The month of May can be best described as wet with near normal temperatures.

Environment Canada Meteorologist Terri Lang says it’s a good thing considering the winter and early part of spring was dry.

“After it being so dry for so long, to see so many stations recording above average precipitation, really good timing,” said Lang. “May was a good news story all around.”

Each weather station was at or near their monthly average. Regina had an average temperature of 10.7 degrees. 

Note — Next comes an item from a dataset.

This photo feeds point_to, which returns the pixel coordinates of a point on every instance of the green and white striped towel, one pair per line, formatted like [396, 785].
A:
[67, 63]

Monthly average temperature for several Environment Canada weather stations in Saskatchewan | Source: Environment and Climate Change Canada
Temperature map of the Prairies during the month of May. Most of the province reached average temperatures (shown in white) except for the far north where it was slightly warmer than average (shown in yellow) | Source: Environment and Climate Change Canada

The majority of weather stations either recorded their normal average of precipitation or exceeded it, except for Key Lake where it got 70 per cent of its normal precipitation with 25.4 mm. Regina got 54.1 mm, just above its average for this time of year; Yorkton as well at 56 mm, Moose Jaw 62.1, and Saskatoon 50.7. La Ronge, Meadow Lake, and North Battleford, which was aided by a pair of “good storms”, were in their respective top 10s for the wettest May. 

“Pretty amazing,” Lang summarized.

Monthly precipitation numbers for May at multiple Environment Canada weather stations. | Source: Environment and Climate Change Canada
Precipitation map of the Prairies for the month of May. Most areas of Saskatchewan got slightly above or above average precipitation. | Source: Environment and Climate Change Canada

Lang noted less lightning strikes in May compared to the yearly average. Just over 18-thousand lightning strikes were detected in May, compared to the average of 22-thousand 650.

“May is sort of the kick-off to lightning season across the prairies, but it was below average and we’ve actually seen that trending over the last couple years that the number of strikes we’ve been getting has been going down. What is interesting as well for May is…a number of big weather systems come through. Everyone got in on the moisture and you don’t see a lot of thunderstorms when there’s a big weather system like that, so it kind of goes hand-in-hand with these big weather systems that give general rain and this lack of lightning so it does make sense.”